Regulation of adhesion molecule expression in Kaposi's sarcoma cells.

Abstract

Kaposi's sarcoma (KS) is a neoplasm with multifocal vascular lesions that is often seen in homosexual HIV-infected individuals. Infiltrates of leukocytes are characteristic components of KS lesions, and the products of leukocytes have been shown to enhance the proliferation of KS cells in vitro and most likely are crucial for the development of KS lesions in vivo. It is therefore likely that the expression of cellular adhesion molecules (CAM) is a critical determinant in the pathogenesis of KS by dictating the numbers and types of leukocytes that accumulate in areas predisposed to KS. We report that in the absence of inducers, KS cells in culture expressed low levels of ICAM-1 and undetectable VCAM-1 and E-selectin. ICAM-1, VCAM-1, and E-selectin were all induced by dsRNA (poly (I:C)), IL-1 beta, TNF-alpha, and LPS in KS cells. All of these agents increased NF-kappa B binding activity in nuclear extracts from KS cells. Neither human dermal fibroblasts nor human aortic smooth muscle cells had detectable VCAM-1 protein expression in response to conditions that led to high levels of VCAM-1 expression in KS cells. Although E-selectin expression was induced in KS cells, the peak cell surface protein levels were less than 25% the levels achieved on HUVEC or human dermal microvascular endothelial cells (HMEC). These low levels resembled the levels that were induced in HMEC immortalized with SV 40 large T Ag.

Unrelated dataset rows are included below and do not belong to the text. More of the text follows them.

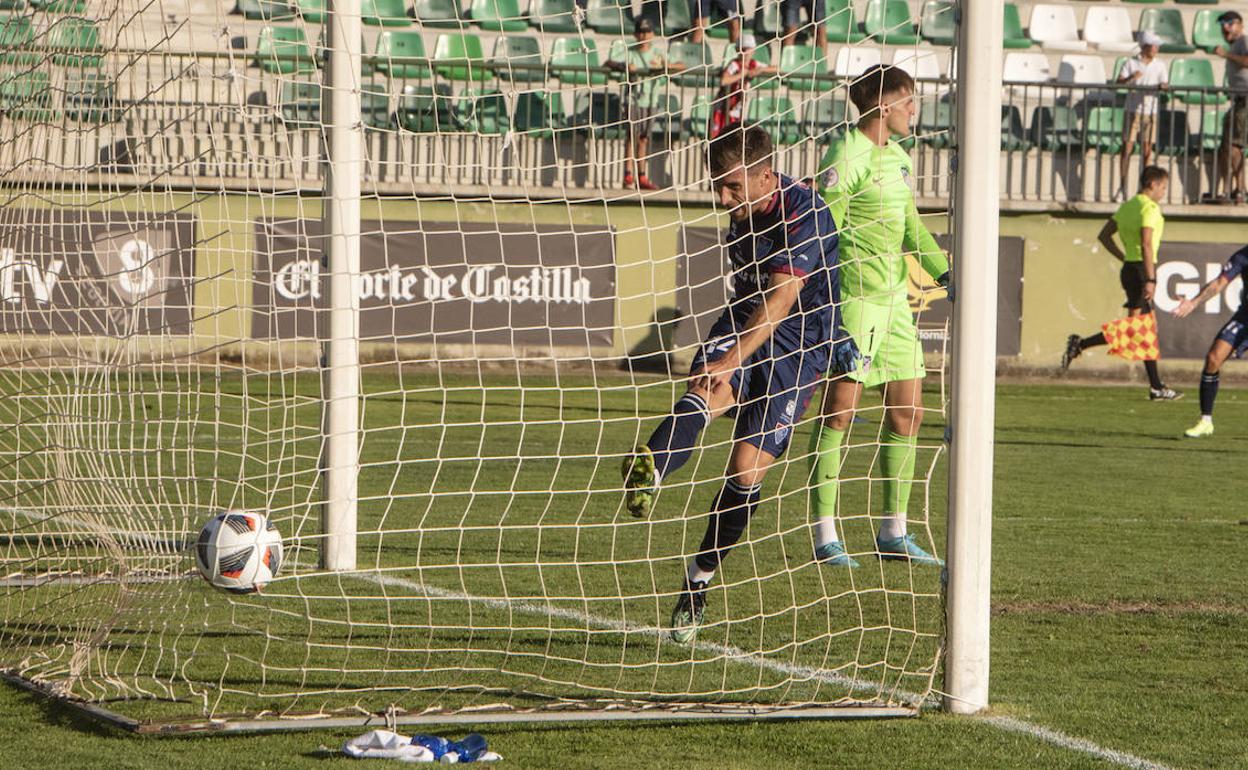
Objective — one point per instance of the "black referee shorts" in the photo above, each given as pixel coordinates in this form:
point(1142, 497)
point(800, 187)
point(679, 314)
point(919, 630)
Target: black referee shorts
point(1132, 277)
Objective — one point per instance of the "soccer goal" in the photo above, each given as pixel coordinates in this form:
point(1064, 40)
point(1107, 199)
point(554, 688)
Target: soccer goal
point(411, 280)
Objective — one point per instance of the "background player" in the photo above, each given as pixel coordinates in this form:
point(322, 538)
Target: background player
point(865, 179)
point(1140, 224)
point(1232, 340)
point(765, 355)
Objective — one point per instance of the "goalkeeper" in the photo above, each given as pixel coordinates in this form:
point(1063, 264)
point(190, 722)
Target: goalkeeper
point(765, 355)
point(865, 179)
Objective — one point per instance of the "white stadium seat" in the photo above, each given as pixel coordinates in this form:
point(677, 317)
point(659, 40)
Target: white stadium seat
point(1053, 26)
point(1108, 29)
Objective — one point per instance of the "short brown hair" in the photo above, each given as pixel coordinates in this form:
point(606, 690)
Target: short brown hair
point(1151, 175)
point(738, 145)
point(871, 86)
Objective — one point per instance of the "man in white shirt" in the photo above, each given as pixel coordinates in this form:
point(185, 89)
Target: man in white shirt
point(1146, 74)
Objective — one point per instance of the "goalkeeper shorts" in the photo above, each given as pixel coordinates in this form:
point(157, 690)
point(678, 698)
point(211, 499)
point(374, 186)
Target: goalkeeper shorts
point(887, 338)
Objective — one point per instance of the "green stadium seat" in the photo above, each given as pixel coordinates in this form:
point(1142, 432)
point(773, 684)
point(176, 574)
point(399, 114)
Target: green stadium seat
point(889, 21)
point(1014, 137)
point(1102, 129)
point(700, 70)
point(580, 56)
point(265, 10)
point(311, 10)
point(459, 56)
point(699, 117)
point(298, 105)
point(402, 45)
point(1014, 35)
point(1167, 23)
point(283, 50)
point(16, 38)
point(776, 116)
point(824, 117)
point(1194, 74)
point(936, 24)
point(669, 124)
point(1056, 127)
point(90, 97)
point(609, 16)
point(800, 65)
point(385, 13)
point(514, 55)
point(427, 109)
point(553, 16)
point(1173, 132)
point(841, 23)
point(28, 96)
point(538, 114)
point(498, 15)
point(768, 21)
point(438, 13)
point(1206, 30)
point(483, 112)
point(76, 41)
point(598, 114)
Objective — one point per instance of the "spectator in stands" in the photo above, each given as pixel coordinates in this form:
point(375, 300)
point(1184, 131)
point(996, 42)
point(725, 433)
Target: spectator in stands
point(644, 69)
point(1234, 126)
point(1143, 71)
point(816, 15)
point(700, 13)
point(730, 99)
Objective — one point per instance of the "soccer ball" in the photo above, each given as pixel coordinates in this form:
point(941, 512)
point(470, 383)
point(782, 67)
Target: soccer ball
point(238, 552)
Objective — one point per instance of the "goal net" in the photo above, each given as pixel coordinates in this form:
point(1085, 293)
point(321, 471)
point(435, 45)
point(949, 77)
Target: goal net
point(524, 321)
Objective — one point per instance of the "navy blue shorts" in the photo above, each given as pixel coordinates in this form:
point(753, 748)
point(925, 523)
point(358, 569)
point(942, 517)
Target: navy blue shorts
point(771, 392)
point(1234, 332)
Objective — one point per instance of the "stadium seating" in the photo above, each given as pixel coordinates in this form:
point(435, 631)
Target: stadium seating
point(402, 44)
point(498, 15)
point(936, 23)
point(1167, 24)
point(1108, 29)
point(889, 23)
point(841, 23)
point(1194, 74)
point(283, 50)
point(553, 16)
point(385, 13)
point(1053, 26)
point(514, 55)
point(800, 65)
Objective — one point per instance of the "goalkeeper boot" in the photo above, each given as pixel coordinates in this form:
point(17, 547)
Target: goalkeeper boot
point(905, 549)
point(1073, 348)
point(1199, 429)
point(833, 554)
point(640, 482)
point(687, 615)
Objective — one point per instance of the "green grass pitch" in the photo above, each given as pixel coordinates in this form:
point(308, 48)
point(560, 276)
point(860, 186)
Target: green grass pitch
point(1118, 613)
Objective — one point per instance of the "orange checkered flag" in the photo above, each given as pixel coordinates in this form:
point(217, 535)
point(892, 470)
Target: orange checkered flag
point(1133, 337)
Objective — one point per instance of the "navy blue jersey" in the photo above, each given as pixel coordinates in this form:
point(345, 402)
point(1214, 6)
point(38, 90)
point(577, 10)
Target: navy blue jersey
point(1236, 267)
point(794, 235)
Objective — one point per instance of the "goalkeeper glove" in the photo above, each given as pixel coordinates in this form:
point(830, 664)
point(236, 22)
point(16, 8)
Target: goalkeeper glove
point(845, 355)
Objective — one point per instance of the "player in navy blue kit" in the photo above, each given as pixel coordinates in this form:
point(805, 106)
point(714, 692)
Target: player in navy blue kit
point(766, 355)
point(1231, 341)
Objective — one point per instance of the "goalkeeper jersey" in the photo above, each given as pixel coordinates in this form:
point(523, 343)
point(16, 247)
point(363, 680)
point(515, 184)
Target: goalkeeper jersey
point(867, 189)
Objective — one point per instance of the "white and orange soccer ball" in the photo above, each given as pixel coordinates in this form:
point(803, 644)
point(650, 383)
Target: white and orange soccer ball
point(238, 552)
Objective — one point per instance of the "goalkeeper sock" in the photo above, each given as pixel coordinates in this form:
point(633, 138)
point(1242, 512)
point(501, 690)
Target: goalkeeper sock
point(896, 467)
point(673, 441)
point(1091, 342)
point(1208, 392)
point(731, 512)
point(825, 469)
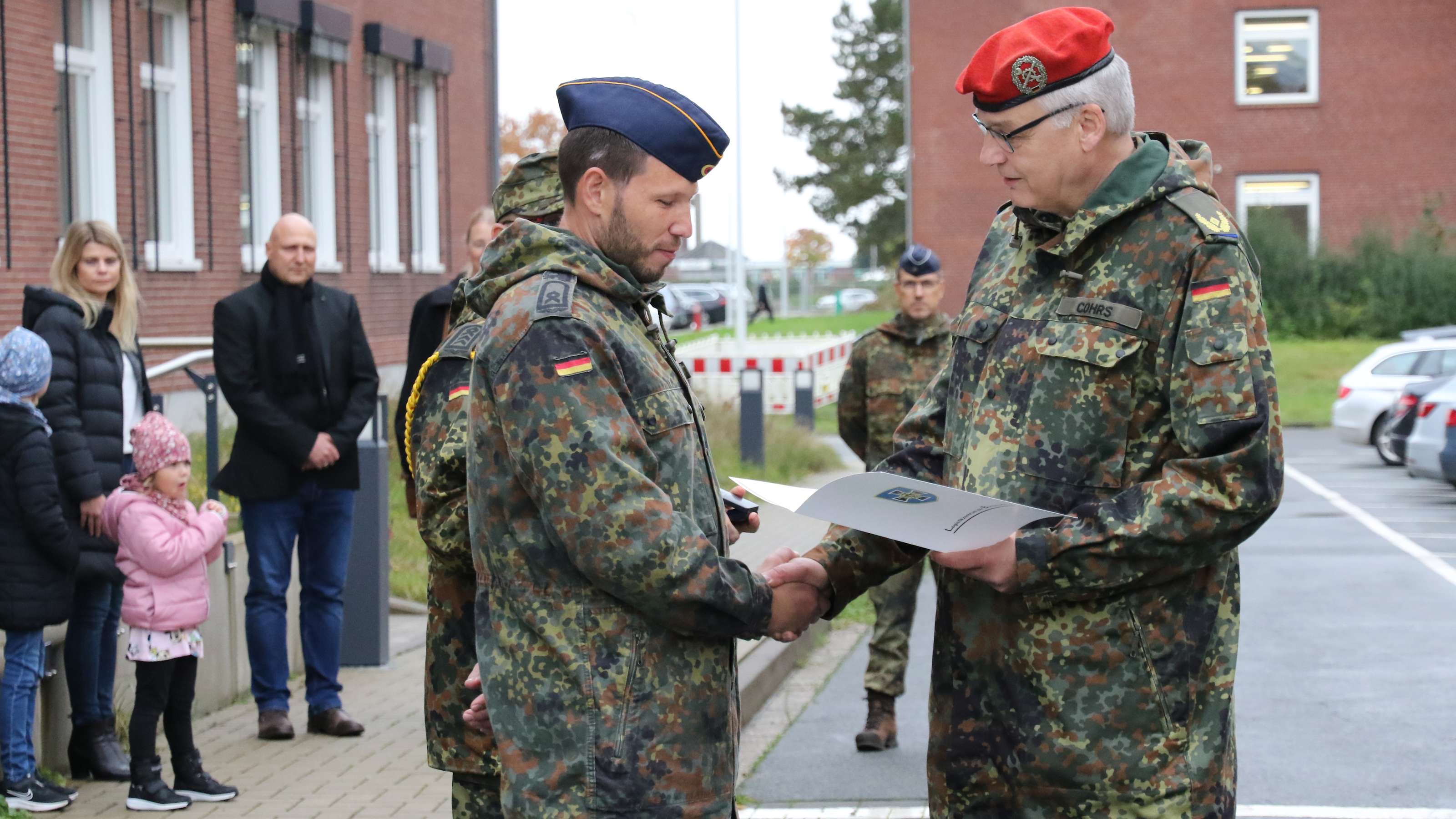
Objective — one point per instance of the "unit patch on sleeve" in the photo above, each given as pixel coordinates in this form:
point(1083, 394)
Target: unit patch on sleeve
point(574, 365)
point(1210, 289)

These data indicate that multiple proinflammatory agents can induce NF-kappa B binding activity and can enhance ICAM-1, VCAM-1, and E-selectin expression in KS cells. The increased CAM expression enhances leukocyte binding to KS cells. Thus, the induction of CAM expression could be an early event in the development of KS by recruiting leukocytes into KS lesions, thereby providing factors that could potentiate the development of KS.